Student Profile Cards From Actual Data

Five Student Profile Types of My Current Classes

Curious Beginners Profile Card

Creative Problem Solvers Profile Card

Social Connectors Profile Card

Emerging Environmental Advocates Profile Card

Robotics Enthusiasts Profile Card

Generating the Profile Types Above

Our district is having a few of us teachers, a principal, and our IT Director work with UnconstrainEd to learn how to leverage AI to work with student data. I have not done a lot with actual student data so this has been a great opportunity for me to learn more. At our last session they showed us some really cool stuff that we can do with student data so I used ChatGPT because I have a paid subscription for ChatGPT and the activities we did worked WAY better with a paid subscription.

The student profile cards you see above were all generated by ChatGPT using actual data from my 6th grade students! (No names or other identifiable information was used just ratings and interests.)

I started with information from a beginning of year getting to know you survey I always give and as of the time of using the data 73% of my students in both my classes completed the survey. Here’s a pdf of the getting to know survey I used.

Screenshot of the top of my getting to know you survey pdf file.

The second set of data I used was a pre-evaluation survey with rating scales for topics we will be learning this year as part of our NOAA Ocean Guardian School environmental project (a project that has received 25 grants since the 2000-2001 school year totaling over $109,000 and earned me the EPA’s Presidential Innovation Award for Environmental Educators in 2022). Here’s a pdf copy of my Ocean Guardian School grant pre-evaluation survey for my spring Environmental Stewardship Project also completed by 73% of my students in both my classes:

screenshot of the top of my Ocean Guardian School grant pre-eval survey pdf file.

Using a Custom ChatGPT

I uploaded spreadsheets with the responses from the two surveys above minus student names to a custom ChatGPT. Here’s one of the OpenAI custom ChatGPTs the UnconstrainEd team shared with us for data analysis called Data Analysis & Report AI, and it’s the one I used.

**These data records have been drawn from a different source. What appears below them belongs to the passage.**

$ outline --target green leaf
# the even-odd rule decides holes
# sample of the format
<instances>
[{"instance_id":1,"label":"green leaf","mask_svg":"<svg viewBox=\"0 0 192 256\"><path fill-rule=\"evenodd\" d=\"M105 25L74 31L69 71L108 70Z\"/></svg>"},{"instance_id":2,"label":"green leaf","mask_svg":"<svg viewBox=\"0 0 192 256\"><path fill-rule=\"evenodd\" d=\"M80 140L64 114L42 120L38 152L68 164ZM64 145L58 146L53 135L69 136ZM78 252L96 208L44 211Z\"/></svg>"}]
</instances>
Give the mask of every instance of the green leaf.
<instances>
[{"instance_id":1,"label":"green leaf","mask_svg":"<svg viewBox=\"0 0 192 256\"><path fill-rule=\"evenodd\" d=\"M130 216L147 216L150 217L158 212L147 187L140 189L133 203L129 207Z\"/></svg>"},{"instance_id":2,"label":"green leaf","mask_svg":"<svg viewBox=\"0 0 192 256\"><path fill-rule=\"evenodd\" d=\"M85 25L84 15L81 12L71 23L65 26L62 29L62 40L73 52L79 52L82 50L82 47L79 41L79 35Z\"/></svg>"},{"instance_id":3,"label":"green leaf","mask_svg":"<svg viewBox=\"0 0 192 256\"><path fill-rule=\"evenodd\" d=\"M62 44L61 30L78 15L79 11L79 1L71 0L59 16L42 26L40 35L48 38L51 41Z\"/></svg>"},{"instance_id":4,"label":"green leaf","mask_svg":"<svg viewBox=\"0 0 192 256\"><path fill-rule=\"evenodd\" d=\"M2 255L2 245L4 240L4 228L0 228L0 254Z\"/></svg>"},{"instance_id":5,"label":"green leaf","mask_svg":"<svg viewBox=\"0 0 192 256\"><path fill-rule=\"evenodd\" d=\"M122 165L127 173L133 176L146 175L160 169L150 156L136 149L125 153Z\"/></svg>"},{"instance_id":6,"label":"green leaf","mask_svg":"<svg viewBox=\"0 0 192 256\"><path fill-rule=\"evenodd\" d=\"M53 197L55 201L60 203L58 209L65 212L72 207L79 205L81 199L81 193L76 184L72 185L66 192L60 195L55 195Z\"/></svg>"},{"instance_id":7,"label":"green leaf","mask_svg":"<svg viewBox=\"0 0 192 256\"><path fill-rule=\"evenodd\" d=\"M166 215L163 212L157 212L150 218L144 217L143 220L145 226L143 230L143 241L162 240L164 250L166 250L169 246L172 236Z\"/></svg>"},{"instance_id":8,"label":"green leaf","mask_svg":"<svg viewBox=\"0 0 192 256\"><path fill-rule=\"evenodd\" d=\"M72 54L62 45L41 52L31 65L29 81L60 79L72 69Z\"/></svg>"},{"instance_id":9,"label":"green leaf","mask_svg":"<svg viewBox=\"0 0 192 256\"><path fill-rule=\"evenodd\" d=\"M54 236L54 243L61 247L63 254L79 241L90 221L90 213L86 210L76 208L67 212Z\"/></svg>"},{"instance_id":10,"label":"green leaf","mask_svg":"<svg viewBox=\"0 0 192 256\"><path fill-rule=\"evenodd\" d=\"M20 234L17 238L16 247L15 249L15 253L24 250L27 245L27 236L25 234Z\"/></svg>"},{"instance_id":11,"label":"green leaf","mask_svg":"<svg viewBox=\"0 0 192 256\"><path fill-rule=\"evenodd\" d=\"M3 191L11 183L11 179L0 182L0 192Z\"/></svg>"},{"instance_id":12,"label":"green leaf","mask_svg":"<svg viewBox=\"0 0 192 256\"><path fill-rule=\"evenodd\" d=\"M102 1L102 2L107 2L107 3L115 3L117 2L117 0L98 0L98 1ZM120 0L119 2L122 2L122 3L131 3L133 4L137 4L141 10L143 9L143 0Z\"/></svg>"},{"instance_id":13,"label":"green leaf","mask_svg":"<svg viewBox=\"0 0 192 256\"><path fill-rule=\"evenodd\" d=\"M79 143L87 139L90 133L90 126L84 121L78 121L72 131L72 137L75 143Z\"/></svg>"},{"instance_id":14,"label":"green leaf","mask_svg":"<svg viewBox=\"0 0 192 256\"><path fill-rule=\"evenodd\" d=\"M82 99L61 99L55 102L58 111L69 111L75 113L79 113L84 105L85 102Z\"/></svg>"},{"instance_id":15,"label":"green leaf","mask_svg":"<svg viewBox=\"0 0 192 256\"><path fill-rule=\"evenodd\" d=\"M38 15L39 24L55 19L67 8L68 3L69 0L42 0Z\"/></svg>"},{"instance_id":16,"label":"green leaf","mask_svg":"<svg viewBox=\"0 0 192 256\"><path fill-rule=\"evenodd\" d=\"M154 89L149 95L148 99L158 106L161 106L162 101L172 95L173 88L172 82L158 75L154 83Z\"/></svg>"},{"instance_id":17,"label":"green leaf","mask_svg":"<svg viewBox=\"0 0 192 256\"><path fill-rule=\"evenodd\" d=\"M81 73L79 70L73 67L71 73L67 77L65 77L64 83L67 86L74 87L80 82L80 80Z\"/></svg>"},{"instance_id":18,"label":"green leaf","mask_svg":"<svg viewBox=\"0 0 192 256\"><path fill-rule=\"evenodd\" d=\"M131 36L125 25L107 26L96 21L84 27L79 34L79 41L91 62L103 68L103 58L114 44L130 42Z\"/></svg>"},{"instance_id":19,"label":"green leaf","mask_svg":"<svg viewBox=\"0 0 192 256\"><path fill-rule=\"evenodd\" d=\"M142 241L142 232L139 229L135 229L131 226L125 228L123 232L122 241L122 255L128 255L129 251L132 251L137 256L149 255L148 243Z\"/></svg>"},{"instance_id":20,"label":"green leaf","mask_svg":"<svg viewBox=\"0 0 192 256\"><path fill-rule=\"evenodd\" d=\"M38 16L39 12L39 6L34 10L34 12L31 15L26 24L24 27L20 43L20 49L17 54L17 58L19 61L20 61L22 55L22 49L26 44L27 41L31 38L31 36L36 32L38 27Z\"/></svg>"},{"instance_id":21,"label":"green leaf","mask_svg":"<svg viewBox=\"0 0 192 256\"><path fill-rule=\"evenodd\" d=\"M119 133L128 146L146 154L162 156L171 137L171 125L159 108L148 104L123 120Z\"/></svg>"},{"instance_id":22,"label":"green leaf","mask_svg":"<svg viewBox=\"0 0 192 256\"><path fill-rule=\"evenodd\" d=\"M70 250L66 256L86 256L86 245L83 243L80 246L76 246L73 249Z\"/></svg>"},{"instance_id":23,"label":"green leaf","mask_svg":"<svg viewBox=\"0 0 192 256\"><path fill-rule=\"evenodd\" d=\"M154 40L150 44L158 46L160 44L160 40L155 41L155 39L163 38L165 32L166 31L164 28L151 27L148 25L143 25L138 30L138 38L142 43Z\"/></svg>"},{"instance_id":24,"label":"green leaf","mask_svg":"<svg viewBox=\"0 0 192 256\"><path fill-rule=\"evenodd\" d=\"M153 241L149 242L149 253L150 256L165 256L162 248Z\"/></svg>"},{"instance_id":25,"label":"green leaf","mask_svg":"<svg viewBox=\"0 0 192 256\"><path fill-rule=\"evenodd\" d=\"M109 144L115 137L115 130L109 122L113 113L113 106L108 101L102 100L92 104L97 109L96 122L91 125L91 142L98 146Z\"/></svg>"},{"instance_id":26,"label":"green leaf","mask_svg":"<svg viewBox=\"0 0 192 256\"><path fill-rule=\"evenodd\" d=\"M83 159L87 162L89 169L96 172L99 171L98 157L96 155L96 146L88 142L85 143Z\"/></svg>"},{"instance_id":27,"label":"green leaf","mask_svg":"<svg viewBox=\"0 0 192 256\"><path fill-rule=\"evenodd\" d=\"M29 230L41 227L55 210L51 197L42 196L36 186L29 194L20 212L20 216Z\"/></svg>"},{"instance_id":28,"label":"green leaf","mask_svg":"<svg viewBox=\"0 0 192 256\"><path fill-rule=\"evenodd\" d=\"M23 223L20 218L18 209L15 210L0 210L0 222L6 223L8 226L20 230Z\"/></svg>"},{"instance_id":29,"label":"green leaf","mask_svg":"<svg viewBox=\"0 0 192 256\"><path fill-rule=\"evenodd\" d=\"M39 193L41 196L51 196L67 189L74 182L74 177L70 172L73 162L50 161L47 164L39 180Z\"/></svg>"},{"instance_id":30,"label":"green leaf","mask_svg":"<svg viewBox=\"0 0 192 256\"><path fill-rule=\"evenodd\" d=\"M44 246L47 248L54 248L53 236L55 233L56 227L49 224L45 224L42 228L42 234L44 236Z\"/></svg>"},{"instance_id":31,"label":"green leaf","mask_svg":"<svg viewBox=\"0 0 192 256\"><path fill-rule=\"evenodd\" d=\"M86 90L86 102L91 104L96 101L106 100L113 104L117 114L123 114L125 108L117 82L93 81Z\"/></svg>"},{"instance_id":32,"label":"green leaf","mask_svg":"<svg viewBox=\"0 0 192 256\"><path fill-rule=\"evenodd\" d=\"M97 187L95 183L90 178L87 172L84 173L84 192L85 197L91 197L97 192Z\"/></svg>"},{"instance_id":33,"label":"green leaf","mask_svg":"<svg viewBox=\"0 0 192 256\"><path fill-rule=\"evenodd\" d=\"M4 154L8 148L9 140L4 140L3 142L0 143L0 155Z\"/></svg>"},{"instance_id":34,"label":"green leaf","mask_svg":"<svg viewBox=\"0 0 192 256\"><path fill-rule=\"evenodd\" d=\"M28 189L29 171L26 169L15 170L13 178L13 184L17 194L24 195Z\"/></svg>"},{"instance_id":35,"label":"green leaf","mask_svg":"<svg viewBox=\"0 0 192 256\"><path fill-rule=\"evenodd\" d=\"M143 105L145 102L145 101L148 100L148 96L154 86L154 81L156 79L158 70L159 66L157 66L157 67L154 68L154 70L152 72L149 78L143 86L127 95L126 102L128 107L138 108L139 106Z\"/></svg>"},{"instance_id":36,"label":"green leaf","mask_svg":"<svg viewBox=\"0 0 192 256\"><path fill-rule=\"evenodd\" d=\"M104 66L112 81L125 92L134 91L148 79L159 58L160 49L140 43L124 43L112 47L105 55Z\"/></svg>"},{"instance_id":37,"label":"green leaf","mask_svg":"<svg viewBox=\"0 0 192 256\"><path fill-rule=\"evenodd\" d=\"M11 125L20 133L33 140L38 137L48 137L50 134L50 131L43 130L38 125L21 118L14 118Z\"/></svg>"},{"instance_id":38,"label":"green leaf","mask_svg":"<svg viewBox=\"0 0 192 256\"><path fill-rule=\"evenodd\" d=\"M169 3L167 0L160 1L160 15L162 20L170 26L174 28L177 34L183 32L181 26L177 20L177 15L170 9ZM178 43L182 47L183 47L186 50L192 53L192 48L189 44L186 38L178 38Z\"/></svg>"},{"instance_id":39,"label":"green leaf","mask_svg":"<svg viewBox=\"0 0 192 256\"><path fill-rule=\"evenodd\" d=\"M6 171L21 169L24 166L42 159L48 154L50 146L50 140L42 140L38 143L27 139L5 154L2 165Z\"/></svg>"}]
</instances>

Here’s the prompt they recommended and taught us which I used: “Act as an expert in education data analysis and action planning. Help me analyze the attached data sets. Look for interesting patterns in the data. Look for outliers. Make suggestions for what might be next steps for working with these students.” And I went from there. It took a bunch of re-prompting to get to the five profiles shown above, which I not only liked but could agree with based on what I’ve observed working with my students so far this year.

Going from Text to Cards

I then used a regular ChatGPT from my paid subscription account using the 4o model not the newer o1 Preview and uploaded a pdf of the profile types asking it to create cards for me. Here’s the prompt I used to get the cards, “From the document I uploaded I need to make cards that are visually stunning of the five student profile types. The cards need to include all the descriptions for each profile and the image associated with each profile. Can you do that for me and generate a PDF or some other file type?

Note: I wanted to use ChatGPT to do the work for me. Had I taken the text and used Canva or Adobe Express to make cards they would be more elaborate and more beautiful and popping. I don’t know if I saved any time by not going the more design oriented route but I’m happy with the simplistic cards that ChatGPT generated.

The GPT struggled with the above prompt and made a pretty plain set of cards with a lot of formatting errors. I couldn’t get it to successfully generated the images for the cards, or the icons so I generated the images and icons using my paid Midjourney account. ChatGPT was able to add the images to the cards, in the colored sections, once I uploaded them but placing the icons correctly and getting the icons on the whitespace proved too difficult so I gave up on using ChatGPT to add the icons. I had the cards with the larger images and a bunch of whitespace under and next to the text.

I took the cards with just the text and the main characteristics images and opened them in Paint.Net for Windows where I added the vine figure under the main characteristics text, which I also generated with Midjourney, and added the icons next to the remaining text to fill in the whitespaces with something.

Sharing the Profile Cards with Students

I shared the profile types with my students in both classes and created a Google Classroom question assignment with all the profile cards asking students to select which one they feel best represents them. It was a great activity having students reflect on how they see themselves in my Science class as we start working with our Lego Mindstorms EV3 robots to learn some physical science! I loved how they chose sometimes profiles I totally see fits them and how some either chose a different profile than what I see or decided they were best represented by more than one profile!

Here’s a Google Notebook LM podcast of this post! I’m really digging this. ?? I’m not so sure about the profiling part because the types generated by my students’ data was specific to their interests and self-ratings.


Next Steps

After asking on Twitter (x) for ideas for what more we can with our Book Creator Starship Equinox Crew Manifest book inspired by esteemed Eduguardian Farmer Faubs, I am going to add some pages with these profile types to merge their starship created avatars with their real-life Science profiles! Thank you, Heather, Larisa, and Farmer Faubs for your ideas and thank you Book Creator for asking to share our book in one of your libraries (see replies to my Tweet below)!

I wonder what else people are doing with data and AI??